Healthcare (Commonwealth Union) – Histamine has a variety of functions in relations to the immune system, gastrointestinal track and the nervous system.
Scientists from the King’s College London in the UK and the University of Porto in Portugal have created the first detailed map of the brain’s histamine system. Although histamine is widely known for its role in allergic reactions, it also has a distinct and less-understood function in brain activity. This study fills that knowledge gap by producing a multiscale map linking histamine from genetic mechanisms to behaviour and associated mental health conditions.
Published in Nature Mental Health, the findings offer a new perspective on how this often-overlooked chemical system influences brain function and could inform potential treatments for histamine-related disorders, including depression, ADHD, and schizophrenia.
Histamine acts as a neurotransmitter, a chemical essential for communication between neurons. Historically, neuroscience has focused more on neurotransmitters like dopamine and serotonin, leaving histamine less explored.
Histamine interacts with neurons through specific proteins called receptors, which determine how the chemical signal affects the receiving neuron. Multiple types of histamine receptors exist, each capable of producing different effects on neuronal activity.

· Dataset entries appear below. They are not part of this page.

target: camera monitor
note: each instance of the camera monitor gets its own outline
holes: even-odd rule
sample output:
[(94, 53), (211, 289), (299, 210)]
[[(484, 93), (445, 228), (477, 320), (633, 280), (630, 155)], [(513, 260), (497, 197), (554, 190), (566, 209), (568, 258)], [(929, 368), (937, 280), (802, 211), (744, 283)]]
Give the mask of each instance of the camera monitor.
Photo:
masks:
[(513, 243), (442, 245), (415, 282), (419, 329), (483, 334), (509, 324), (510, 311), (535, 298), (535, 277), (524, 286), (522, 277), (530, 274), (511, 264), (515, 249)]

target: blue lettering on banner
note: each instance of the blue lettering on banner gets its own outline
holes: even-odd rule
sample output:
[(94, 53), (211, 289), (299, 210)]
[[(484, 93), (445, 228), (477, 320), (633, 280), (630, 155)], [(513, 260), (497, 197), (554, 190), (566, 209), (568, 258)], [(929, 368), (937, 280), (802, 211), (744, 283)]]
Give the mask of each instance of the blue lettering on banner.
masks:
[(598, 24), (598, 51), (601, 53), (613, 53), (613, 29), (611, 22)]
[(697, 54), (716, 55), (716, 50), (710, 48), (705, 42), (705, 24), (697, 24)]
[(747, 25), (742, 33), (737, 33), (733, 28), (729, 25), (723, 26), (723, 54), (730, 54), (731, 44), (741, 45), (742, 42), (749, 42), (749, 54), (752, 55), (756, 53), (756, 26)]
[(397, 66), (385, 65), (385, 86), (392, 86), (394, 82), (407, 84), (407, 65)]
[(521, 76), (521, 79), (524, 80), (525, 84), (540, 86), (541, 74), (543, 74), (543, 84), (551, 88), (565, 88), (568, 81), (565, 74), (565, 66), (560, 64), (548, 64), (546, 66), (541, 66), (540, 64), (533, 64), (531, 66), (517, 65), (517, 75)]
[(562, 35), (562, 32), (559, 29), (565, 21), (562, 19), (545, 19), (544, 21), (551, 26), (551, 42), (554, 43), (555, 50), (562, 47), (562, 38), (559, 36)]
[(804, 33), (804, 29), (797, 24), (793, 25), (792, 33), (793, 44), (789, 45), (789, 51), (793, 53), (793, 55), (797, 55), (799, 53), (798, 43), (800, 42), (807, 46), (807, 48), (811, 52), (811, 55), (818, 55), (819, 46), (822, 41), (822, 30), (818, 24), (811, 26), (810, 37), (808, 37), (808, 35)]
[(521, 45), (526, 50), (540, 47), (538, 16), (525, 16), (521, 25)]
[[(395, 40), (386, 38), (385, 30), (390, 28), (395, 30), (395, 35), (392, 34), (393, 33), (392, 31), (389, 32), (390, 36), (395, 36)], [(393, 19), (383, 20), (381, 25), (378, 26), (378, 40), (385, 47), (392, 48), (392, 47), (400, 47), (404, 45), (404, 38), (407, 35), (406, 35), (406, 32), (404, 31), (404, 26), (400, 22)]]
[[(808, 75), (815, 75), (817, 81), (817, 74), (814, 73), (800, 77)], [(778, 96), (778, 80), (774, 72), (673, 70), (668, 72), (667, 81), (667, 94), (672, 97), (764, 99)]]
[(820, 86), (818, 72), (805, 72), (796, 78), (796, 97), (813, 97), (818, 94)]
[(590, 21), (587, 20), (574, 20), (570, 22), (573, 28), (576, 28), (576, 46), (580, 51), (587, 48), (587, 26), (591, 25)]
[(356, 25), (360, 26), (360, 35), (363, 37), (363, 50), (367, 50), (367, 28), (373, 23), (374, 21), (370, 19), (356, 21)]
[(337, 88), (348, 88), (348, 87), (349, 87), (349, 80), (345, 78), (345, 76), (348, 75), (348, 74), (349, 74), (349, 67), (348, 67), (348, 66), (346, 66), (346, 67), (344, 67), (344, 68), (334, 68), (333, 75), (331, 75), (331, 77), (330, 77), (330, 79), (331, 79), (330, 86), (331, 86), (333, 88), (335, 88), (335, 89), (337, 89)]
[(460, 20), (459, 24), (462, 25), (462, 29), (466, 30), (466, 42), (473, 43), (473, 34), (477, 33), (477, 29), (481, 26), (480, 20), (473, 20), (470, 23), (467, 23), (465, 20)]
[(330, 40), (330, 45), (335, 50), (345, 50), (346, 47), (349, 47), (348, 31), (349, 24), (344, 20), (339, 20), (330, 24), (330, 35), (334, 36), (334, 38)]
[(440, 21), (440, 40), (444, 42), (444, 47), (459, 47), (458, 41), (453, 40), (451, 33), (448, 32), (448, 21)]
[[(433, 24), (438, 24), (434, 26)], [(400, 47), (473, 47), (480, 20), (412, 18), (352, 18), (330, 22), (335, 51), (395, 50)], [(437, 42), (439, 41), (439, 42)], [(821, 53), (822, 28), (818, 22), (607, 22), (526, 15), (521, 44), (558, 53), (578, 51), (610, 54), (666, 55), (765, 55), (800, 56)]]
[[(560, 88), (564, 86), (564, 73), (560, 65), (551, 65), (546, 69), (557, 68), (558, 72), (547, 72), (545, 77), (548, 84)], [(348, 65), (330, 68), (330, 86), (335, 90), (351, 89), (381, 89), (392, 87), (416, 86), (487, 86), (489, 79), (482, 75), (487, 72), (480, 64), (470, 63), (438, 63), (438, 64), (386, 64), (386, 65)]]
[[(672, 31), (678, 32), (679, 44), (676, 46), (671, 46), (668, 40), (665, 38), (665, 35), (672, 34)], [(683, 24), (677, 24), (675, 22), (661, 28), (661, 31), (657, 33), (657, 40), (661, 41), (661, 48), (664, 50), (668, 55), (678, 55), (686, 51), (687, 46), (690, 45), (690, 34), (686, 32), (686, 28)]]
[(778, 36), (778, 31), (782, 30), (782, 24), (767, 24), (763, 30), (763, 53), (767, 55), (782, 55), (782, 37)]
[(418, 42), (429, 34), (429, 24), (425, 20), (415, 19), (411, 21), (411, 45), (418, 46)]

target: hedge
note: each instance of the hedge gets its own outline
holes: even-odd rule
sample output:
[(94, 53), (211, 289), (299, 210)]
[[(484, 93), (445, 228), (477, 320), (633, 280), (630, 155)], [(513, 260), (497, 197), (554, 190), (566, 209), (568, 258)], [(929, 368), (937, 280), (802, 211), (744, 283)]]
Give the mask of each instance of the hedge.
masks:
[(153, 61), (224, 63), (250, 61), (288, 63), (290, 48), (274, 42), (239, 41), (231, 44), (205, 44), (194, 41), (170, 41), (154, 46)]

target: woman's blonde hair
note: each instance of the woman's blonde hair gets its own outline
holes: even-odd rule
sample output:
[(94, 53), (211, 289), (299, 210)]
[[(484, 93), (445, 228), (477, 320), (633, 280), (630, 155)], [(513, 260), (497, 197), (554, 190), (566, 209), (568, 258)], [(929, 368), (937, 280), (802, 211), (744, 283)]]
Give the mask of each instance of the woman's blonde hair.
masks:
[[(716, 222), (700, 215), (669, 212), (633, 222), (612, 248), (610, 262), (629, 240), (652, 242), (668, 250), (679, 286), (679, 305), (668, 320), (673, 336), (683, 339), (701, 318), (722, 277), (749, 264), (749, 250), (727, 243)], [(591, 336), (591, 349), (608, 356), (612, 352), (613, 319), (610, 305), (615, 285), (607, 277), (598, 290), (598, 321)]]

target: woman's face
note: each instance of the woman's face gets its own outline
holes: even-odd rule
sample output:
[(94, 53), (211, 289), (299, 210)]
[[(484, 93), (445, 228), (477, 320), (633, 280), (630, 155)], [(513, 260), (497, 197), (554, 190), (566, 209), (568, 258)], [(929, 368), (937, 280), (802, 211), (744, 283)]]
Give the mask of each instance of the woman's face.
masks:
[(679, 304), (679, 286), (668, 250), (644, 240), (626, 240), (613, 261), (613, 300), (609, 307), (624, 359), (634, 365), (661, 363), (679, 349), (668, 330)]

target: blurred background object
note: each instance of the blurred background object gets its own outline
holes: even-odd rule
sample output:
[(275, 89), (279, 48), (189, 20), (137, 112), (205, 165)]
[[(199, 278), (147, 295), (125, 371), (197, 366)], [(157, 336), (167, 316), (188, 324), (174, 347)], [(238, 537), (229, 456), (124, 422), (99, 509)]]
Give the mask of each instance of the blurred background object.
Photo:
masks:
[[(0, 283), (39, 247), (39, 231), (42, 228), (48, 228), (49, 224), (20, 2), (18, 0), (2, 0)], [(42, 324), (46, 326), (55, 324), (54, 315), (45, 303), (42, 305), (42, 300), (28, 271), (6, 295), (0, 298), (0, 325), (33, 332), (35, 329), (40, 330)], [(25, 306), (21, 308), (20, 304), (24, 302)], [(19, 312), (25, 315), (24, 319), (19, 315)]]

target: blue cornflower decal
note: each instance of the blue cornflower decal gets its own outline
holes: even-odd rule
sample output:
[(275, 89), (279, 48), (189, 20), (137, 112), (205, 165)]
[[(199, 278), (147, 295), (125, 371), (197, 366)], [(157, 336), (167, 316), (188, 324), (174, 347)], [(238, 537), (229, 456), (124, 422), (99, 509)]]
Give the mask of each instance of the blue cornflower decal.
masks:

Dr Daniel Martins, who is a visiting senior research fellow at King’s College London, as well as the first author for the paper indicated that this study lays an important groundwork for upcoming research. By combining molecular biology, brain imaging, and computational techniques, it presents a fresh view of how neurotransmitter networks are structured throughout the human brain. He further indicated that as neuroscience advances toward more integrated and individualized models of mental health, gaining insight into systems such as histamine could be key to developing novel strategies for diagnosis and therapy.
By mapping the histamine system, researchers discovered that distinct histamine receptors are present on brain cells that either enhance activity (excitation) or suppress it (inhibition). This indicates that histamine may play a key role in regulating the balance between excitation and inhibition, a critical aspect of healthy brain function.
Forming a detailed map of histamine in the human brain was a key focuss of the researchers. To develop a thorough understanding of histamine’s role in the brain, the team integrated genetic and molecular data with anatomical brain maps. This approach identified which regions of the brain receive stronger input from histamine and which areas have a higher capacity to respond to it. These molecular insights were then combined with positron emission tomography (PET) scans of histamine receptors in living participants, along with functional neuroimaging databases that link brain regions to specific cognitive tasks and mental health conditions. PET scans track a small amount of radioactive tracer in real time, revealing how different areas of the brain are functioning.
The study gives a chance for researchers to see the connection between brain functions and psychiatric disorders. Regions with higher expression of histamine-related genes were consistently linked to functions such as emotional regulation, stress and fear responses, decision-making, impulsivity, reward processing, sleep, and memory.
Moreover, the brain areas where histamine-related genes were most active largely overlapped with regions known to be affected in several psychiatric disorders, including ADHD, major depression, schizophrenia, and anorexia nervosa. These findings support earlier theories suggesting a role for histamine in these conditions.
The study indicate that histamine signalling could play a role in making certain brain regions more susceptible to these disorders.
Dr. Daniel Martins, visiting Senior Research Fellow and lead author of the study indicated that this backs the increasingly accepted perspective in psychiatry that mental health conditions stem from disturbances across interconnected brain networks rather than a single chemical imbalance.
This newly created map provides a neural blueprint of a molecule that has received relatively little attention. It paves the way for future research to explore precisely how histamine functions in different cell types and brain regions.
“We want to emphasise that these findings are hypothesis-generating and based on large-scale datasets that capture patterns rather than direct mechanisms,” said Professor Steve Williams, Professor of Neuroimaging who is a senior author for the paper.